4 traits of highly effective security awareness training
August 22, 2019
Most of the cybersecurity statistics you’ll read about are gloom and doom.
The websites and reports aggregating this information may include adjectives such as “terrifying,” “alarming,” or “scary” to get their point across. The digital world is a risky landscape.
Amid the negativity, here is a new positive statistic, from the Ponemon Institute and IBM: Employee training, on average, reduces the cost of a data breach by $270,000. In other words, employee cyber security training is a cost mitigator if a breach occurs. Yet there’s bad news: The report found that the average cost of a data breach in the U.S. for FY2019 was $3.92 million, a 1.5 per cent increase over the previous year. Cybersecurity threats are becoming more nuanced and sophisticated, and the consequences are expensive.
That said, this training finding shows that employee security awareness education can make a difference.

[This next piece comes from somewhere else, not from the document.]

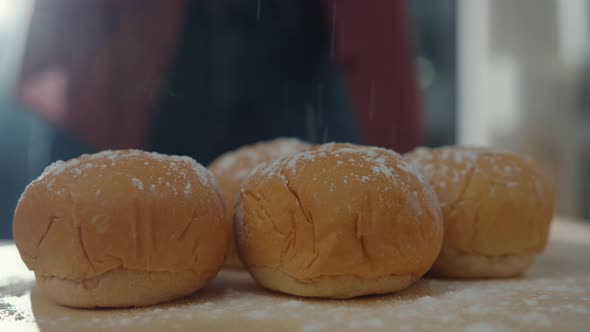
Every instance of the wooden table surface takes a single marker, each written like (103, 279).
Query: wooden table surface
(554, 295)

You can never fully eliminate risk, but effective cybersecurity training reduces that risk and helps close the knowledge gaps employees might have.

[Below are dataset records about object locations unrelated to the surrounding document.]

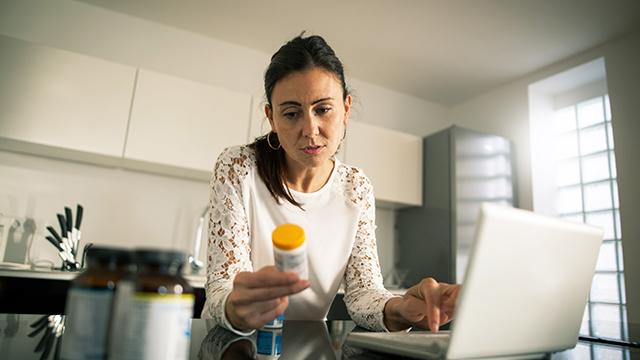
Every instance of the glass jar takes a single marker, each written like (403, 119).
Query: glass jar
(89, 303)
(158, 325)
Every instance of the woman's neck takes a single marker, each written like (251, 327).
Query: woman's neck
(306, 179)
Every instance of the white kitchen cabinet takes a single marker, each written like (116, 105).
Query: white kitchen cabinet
(62, 99)
(183, 123)
(392, 160)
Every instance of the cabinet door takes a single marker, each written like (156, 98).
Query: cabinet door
(63, 99)
(183, 123)
(391, 159)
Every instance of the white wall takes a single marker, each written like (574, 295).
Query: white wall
(94, 31)
(121, 208)
(505, 111)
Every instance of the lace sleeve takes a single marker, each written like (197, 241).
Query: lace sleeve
(228, 251)
(365, 295)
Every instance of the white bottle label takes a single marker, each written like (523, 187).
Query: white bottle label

Is your security awareness training effective and robust in protecting your organization while also instilling best practices and avoiding human error? Here are four traits of programs that thrive:
1. Highly effective training is relevant
Most employees are practical—if something at work doesn’t directly apply to them, they’ll show less interest and enthusiasm. Security training is no different: Dry, abnormally expansive courses that cover everything make little impact with employees who require focused learning they can apply to their day-to-day digital responsibilities.

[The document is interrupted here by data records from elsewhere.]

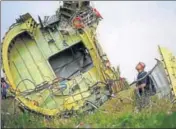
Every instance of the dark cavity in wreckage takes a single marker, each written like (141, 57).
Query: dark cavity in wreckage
(56, 66)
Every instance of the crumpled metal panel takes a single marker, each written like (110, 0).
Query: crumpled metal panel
(170, 65)
(161, 80)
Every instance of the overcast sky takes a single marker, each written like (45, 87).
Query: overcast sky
(129, 32)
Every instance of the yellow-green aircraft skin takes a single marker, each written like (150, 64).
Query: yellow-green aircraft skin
(169, 63)
(25, 57)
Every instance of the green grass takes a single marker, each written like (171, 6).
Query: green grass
(114, 114)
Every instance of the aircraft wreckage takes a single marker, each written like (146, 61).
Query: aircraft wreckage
(57, 66)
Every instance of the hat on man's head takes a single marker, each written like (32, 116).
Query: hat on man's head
(141, 64)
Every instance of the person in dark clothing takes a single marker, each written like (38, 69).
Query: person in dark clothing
(141, 85)
(4, 87)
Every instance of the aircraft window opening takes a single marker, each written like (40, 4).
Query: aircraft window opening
(72, 61)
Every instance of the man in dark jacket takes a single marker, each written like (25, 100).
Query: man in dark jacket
(4, 87)
(141, 85)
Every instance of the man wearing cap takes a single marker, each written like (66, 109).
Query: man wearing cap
(142, 83)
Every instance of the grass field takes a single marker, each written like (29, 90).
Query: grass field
(117, 112)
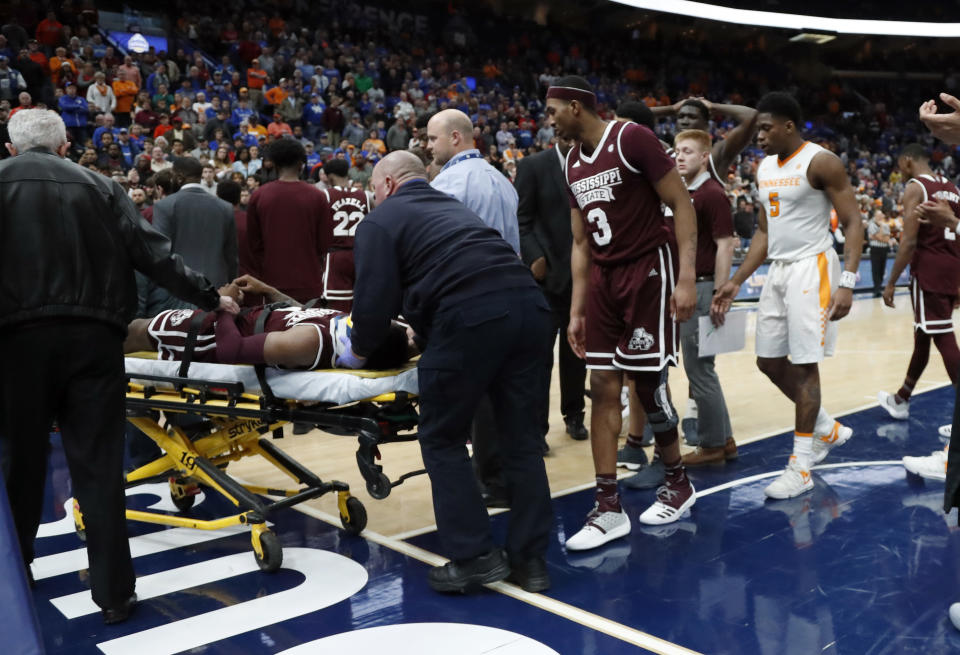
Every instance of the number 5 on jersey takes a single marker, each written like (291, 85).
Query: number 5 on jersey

Valuable security awareness training uses role-based learning to identify which course of training an employee should experience, then presents those users with relevant scenarios that teach proper cybersecurity best practices. The emphasis of this training is on behavior rather than legalese and technical terms. IT will understand those terms, but the rank-and-file employees will tune out—and not learn.
2. Highly effective training is complemented by a training ecosystem
Quality security awareness training delivers learning and best practices to employees who need such skills to protect company systems and customer data. A compliance ecosystem of additional training resources is the metaphorical cherry on the sundae, making employees even smarter while further reducing risk with digital activity.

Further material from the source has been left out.